Pew research recently released a substantial report related to the connected nature of our digital world. Its focus was the impact that social media and digital connections have on the relationships held with our friends and family. Most telling in their report was how the average person has 634 connections. This article is about the need casinos have to reach out to these 634 potential customers who are friends and families of those who work at the casino.
Thinking back 20 years ago, we substantially engaged our friends & families through the mailbox, over the fence, across the picnic table, and in our workplace. Events brought us together to discuss relevant conversational topics within our lives. We had back yard cookouts, reunions, holiday parties or the chance meeting of two friends walking their dogs. Today however, we have new on-line options that both complement and supplant these events from 20 years ago. Facebook is arguably the largest, email, LinkedIn, Twitter, Pinterest, Blogs, YouTube videos, etc. Within each of these social platforms is a whole new ecosystem of communication that profoundly changes how we as a culture communicate and connect with our friends and families. The question now surfaces, can casinos tap into these connections, and if they can, how best does a casino optimize their brand?
As we consider the advertising efforts of our casinos, we see much interest in getting our promotions and event notices into the eyes and ears of these potential customers, many of whom are online.

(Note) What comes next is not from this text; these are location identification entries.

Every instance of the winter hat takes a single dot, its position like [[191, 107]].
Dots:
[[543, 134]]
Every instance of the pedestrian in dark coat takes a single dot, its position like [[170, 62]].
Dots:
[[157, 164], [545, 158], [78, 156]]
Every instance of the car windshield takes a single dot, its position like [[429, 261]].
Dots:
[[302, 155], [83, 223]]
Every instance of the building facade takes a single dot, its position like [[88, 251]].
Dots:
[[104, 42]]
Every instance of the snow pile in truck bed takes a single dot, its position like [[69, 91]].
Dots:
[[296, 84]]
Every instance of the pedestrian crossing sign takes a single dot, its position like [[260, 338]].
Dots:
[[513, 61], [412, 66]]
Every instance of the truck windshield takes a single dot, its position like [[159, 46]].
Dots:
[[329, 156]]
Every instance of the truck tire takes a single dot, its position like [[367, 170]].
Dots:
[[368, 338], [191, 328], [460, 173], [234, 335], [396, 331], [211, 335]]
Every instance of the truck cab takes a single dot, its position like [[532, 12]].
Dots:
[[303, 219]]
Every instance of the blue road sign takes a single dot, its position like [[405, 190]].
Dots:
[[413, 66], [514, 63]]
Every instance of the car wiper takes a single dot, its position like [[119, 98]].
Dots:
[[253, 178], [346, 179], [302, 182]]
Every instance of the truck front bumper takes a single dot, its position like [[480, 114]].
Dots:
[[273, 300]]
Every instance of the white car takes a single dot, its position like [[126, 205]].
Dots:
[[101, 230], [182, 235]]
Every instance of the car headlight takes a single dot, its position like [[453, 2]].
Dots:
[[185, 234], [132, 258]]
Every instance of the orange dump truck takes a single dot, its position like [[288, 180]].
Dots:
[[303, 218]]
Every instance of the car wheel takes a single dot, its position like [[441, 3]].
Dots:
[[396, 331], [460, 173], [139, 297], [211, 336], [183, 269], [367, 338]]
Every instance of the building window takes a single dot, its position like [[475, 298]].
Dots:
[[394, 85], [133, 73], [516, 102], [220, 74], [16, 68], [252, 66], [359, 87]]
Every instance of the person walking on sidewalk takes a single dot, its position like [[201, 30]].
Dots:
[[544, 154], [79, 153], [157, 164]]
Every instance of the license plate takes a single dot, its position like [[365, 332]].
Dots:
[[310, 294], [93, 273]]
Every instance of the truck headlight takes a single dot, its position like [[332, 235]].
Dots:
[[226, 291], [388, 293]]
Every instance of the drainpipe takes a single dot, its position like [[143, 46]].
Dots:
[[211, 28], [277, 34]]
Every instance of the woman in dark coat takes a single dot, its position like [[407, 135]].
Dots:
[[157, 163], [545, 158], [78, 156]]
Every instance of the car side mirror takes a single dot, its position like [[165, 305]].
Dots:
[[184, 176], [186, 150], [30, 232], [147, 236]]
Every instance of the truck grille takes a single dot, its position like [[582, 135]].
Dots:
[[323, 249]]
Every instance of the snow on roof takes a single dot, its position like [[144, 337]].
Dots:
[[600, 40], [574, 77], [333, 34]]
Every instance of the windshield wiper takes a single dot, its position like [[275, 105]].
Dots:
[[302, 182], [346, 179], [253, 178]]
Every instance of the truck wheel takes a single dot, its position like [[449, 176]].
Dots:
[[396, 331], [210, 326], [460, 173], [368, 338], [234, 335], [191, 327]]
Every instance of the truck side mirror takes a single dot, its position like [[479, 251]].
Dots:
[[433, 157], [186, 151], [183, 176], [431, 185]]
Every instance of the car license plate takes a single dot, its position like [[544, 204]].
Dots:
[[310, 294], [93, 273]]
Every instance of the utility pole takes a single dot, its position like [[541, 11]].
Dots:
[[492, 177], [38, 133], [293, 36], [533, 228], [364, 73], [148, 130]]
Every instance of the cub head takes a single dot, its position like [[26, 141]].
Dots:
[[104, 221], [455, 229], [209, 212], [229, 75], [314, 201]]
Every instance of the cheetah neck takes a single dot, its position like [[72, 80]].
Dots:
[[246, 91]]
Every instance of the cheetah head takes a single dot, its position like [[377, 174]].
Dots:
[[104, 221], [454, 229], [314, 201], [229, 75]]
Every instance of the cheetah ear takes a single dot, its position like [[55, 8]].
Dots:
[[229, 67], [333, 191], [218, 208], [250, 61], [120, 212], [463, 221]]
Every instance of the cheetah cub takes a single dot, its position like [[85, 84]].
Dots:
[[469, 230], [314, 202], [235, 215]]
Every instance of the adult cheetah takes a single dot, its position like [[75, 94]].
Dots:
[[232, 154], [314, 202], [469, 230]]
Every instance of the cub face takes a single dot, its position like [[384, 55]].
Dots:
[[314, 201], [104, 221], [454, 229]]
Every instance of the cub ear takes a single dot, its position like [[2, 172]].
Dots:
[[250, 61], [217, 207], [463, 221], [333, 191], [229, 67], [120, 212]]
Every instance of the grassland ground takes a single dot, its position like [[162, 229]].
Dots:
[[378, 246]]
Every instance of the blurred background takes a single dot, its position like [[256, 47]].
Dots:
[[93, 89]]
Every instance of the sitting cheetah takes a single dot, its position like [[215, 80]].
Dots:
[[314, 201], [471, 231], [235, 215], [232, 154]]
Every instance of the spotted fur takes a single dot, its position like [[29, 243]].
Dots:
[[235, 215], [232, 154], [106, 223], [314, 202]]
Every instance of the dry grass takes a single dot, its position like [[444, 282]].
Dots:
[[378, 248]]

Banner Ad Campaigns, Social Presence, On-line Re-targeting, Facebook Fan Acquisition, Microsites, Rich Media Content, YouTube Channel, Blogger Advocates are but a few of the buzz words the Digital & Interactive marketing professionals use to get marketing dollars moved towards the digital genre. Each of these digital channels are important in the larger, holistic advertising strategies necessary to get our communities to spend at our casinos instead of buying a new sofa, or the “two for one special at Red Lobster” prior to going to the movies. […]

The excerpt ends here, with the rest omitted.